Guy Cotret
Guy Cotret, président du Conseil d'administration de la LFP. | Jean Paul THOMAS / Thomas Pictures / DPPI media

Crise L1/L2 : Les clubs de L2 prêts à aller devant le Conseil d'Etat

Publié le , modifié le

L'UCPF, syndicat des clubs de football recomposé autour de la Ligue 2, a décidé lundi de contester devant le Conseil d'Etat le choix d'un nouveau représentant des clubs par le conseil d'administration de la LFP, a-t-on appris auprès de son président Guy Cotret mardi.

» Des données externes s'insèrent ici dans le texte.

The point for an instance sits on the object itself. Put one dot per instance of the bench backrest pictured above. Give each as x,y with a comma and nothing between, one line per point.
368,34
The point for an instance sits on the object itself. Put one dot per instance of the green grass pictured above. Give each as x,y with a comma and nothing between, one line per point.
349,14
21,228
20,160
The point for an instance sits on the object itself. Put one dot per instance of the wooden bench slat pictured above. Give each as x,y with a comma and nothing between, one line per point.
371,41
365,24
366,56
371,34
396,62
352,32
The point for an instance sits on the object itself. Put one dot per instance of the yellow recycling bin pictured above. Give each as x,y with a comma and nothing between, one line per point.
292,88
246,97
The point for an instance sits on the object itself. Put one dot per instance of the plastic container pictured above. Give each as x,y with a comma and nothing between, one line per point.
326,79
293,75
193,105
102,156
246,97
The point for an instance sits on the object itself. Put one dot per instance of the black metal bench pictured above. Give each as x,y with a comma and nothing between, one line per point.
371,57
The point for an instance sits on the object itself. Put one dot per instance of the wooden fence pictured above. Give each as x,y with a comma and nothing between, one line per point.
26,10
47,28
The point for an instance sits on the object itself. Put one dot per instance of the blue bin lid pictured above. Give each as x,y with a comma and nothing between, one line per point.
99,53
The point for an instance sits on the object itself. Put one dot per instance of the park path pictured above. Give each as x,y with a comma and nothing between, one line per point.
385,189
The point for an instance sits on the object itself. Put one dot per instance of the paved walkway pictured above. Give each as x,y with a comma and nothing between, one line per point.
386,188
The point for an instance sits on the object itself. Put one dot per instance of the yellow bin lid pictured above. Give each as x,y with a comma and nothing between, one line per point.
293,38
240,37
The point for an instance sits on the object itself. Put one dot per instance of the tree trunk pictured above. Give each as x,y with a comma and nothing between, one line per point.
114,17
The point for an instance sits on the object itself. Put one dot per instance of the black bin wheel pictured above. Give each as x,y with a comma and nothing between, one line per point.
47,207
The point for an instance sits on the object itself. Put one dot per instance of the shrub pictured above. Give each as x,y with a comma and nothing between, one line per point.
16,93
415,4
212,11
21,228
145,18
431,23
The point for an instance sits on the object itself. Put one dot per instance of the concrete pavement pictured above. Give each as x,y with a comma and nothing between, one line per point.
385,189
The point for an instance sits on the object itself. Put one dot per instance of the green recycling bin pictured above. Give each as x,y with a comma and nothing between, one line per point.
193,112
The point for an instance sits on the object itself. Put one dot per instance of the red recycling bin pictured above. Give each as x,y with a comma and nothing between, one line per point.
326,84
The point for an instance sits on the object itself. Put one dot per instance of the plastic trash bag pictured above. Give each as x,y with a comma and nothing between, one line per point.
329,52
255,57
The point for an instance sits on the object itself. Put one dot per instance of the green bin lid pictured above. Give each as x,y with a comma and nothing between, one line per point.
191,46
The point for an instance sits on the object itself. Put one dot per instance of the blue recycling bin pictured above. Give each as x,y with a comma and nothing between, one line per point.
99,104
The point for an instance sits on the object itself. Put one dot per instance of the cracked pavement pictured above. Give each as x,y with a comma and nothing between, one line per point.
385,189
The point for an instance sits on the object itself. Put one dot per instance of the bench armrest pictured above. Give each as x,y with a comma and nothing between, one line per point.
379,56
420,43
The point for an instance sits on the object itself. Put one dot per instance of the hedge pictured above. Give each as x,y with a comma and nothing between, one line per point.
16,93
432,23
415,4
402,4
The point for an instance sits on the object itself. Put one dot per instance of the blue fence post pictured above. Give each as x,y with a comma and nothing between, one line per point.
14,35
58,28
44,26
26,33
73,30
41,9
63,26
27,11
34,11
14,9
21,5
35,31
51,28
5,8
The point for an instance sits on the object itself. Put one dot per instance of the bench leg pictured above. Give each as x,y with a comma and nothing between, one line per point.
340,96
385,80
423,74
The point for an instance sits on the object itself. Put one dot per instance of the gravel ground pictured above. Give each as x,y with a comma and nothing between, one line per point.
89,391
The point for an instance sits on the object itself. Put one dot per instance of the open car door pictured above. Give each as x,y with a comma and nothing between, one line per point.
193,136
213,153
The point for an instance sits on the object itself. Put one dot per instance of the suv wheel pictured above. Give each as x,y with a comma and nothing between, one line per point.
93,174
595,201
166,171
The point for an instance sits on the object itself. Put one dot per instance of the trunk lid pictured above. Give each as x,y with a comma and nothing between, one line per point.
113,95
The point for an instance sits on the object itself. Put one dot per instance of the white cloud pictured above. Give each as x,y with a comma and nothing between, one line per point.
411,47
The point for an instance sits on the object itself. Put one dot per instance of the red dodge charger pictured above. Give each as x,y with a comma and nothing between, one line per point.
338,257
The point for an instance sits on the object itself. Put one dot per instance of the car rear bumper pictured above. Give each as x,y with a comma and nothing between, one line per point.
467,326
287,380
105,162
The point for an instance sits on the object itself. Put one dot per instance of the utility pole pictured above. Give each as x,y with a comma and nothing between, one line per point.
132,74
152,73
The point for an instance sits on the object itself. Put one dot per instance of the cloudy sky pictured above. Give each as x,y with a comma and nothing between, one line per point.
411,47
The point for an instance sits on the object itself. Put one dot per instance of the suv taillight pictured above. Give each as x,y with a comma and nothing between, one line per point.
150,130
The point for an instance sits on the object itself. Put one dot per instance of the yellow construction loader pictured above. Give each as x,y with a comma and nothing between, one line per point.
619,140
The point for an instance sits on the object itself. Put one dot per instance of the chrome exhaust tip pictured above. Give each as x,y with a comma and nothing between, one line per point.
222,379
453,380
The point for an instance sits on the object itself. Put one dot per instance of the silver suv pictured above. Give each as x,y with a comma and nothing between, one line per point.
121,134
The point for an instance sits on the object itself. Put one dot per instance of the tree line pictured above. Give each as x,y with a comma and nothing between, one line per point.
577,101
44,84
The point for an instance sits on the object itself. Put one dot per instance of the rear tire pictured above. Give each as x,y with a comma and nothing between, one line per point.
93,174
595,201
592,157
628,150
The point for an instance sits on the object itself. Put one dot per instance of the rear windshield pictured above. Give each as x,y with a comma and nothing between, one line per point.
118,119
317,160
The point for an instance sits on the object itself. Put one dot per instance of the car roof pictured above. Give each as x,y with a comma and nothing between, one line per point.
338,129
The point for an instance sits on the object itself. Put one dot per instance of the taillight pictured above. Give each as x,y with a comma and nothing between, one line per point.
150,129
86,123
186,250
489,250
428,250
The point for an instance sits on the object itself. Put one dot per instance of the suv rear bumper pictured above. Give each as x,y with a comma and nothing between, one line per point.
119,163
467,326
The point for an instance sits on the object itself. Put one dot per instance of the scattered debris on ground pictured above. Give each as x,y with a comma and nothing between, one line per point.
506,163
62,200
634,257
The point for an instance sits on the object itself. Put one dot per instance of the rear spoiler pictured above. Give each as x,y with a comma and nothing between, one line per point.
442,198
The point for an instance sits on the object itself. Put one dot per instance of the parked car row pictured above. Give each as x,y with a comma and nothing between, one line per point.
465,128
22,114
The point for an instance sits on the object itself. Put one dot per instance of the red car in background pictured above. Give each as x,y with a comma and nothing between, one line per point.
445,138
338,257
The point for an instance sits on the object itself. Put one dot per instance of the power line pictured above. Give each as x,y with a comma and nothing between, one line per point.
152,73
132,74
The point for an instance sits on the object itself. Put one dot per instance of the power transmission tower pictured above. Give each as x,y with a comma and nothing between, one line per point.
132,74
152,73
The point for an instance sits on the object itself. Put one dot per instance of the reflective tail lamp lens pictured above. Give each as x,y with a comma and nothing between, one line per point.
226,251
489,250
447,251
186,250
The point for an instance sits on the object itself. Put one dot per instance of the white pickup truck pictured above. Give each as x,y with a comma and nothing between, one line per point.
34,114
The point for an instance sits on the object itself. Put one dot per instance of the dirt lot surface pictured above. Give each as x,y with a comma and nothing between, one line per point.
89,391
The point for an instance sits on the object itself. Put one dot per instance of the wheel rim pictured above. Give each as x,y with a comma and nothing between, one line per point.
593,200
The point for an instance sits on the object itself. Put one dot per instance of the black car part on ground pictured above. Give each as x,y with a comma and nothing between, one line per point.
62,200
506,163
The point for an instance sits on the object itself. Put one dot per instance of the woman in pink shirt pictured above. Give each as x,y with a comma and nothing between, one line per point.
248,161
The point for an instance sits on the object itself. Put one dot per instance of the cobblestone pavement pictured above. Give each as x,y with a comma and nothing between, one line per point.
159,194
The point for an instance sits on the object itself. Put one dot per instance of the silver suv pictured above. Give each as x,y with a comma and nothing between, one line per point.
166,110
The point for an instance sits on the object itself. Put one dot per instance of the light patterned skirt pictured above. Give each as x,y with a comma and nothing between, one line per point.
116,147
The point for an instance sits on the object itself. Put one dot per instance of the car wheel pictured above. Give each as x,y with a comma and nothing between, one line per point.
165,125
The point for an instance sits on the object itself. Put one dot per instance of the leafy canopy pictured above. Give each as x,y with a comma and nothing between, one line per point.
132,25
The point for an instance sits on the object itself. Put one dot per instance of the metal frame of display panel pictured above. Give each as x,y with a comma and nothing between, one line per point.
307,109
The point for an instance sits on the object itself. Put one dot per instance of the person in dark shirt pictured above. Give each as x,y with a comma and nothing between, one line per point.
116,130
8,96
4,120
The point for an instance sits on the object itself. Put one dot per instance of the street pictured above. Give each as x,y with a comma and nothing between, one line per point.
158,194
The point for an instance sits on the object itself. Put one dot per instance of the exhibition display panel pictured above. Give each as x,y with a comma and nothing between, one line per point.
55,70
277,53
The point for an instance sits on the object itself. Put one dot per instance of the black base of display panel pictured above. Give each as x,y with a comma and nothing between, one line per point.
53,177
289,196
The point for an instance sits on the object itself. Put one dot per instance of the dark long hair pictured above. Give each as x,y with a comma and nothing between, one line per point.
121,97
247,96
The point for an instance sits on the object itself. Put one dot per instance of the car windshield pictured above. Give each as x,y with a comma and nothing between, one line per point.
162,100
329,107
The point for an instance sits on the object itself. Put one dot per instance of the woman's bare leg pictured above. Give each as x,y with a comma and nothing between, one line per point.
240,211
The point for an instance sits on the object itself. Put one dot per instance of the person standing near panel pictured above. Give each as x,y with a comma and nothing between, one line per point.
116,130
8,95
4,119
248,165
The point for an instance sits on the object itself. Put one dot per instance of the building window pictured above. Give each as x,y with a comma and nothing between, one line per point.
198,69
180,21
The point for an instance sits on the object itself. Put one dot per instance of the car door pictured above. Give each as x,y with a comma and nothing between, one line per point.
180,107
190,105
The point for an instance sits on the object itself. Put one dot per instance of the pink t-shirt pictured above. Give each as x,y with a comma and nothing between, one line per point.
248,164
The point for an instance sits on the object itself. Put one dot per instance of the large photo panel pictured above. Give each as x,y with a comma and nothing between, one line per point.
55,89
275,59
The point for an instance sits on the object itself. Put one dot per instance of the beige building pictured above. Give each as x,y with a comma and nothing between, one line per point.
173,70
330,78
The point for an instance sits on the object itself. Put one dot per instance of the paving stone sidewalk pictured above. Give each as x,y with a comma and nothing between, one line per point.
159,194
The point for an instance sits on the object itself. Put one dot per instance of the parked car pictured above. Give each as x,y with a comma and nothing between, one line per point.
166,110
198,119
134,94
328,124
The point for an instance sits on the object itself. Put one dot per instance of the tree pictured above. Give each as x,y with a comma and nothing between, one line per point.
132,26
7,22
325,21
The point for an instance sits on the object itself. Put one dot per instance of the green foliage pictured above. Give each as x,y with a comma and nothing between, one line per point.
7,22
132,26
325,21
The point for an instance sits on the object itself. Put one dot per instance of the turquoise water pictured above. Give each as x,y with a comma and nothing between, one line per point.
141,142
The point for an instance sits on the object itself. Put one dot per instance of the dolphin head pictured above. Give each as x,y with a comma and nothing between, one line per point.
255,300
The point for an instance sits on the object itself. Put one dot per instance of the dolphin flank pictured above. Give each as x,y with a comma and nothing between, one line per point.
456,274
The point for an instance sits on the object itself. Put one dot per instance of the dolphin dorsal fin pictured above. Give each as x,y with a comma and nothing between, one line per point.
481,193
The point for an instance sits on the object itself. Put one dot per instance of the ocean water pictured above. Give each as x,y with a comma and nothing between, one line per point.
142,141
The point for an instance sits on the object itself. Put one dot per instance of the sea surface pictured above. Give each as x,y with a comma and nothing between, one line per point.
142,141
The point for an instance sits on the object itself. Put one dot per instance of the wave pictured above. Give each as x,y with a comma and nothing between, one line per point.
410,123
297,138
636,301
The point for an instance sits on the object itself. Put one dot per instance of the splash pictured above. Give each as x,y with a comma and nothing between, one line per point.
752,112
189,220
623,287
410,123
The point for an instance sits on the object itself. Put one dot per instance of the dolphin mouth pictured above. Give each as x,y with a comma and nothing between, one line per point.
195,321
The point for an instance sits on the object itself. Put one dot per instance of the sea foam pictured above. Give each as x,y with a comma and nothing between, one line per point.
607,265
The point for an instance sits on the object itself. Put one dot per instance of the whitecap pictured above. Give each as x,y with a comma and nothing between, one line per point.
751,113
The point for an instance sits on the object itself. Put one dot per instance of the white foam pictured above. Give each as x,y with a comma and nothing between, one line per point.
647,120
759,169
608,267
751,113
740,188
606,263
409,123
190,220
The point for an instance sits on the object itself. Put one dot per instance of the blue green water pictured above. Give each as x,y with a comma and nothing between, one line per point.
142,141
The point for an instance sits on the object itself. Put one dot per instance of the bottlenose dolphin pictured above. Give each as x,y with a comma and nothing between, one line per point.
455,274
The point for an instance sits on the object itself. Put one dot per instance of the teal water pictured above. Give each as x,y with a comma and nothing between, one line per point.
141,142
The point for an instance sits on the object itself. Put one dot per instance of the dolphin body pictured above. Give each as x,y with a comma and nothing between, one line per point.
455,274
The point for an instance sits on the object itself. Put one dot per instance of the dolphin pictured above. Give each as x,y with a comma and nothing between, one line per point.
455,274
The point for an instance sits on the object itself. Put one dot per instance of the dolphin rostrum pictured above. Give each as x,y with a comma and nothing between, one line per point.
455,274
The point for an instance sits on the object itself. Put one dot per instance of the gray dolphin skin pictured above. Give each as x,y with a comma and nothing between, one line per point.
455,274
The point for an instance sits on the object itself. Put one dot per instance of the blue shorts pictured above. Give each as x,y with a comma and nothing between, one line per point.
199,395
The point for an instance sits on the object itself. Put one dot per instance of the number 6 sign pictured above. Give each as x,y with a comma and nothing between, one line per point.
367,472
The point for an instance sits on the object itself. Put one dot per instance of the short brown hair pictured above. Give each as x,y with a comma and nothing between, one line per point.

"Nous engagerons des procédures contentieuses devant le Conseil d'Etat dès que nous aurons reçu la notification des décisions prises par le conseil d'administration de la Ligue de football professionnel", a expliqué Guy Cotret à l'AFP, "sauf à ce qu'on trouve rapidement une autre solution." Le CA de la LFP a choisi jeudi un nouveau représentant des clubs pour siéger en son sein: Première Ligue, nouvellement créé par 19 clubs de Ligue 1 (tous sauf Guingamp). Ce au détriment de l'Union des Clubs Professionnels de Football, créée en 1990, qui y siégeait jusque-là.

Ce syndicat ne compte plus que 24 membres: vingt de L2, un de L1, trois de National. "L'UCPF considère qu'il s'agit d'un coup de force, réalisé en contradiction avec les statuts de la LFP et du droit en général", a précisé l'organisation dans un communiqué. A l'issue de ce CA, Guy Cotret, également président de l'AJ Auxerre, avait expliqué avoir reçu "une contre-proposition" à la perte de son statut de syndicat le plus représentatif. Il avait expliqué devoir soumettre cette proposition aux membres de l'UCPF lundi.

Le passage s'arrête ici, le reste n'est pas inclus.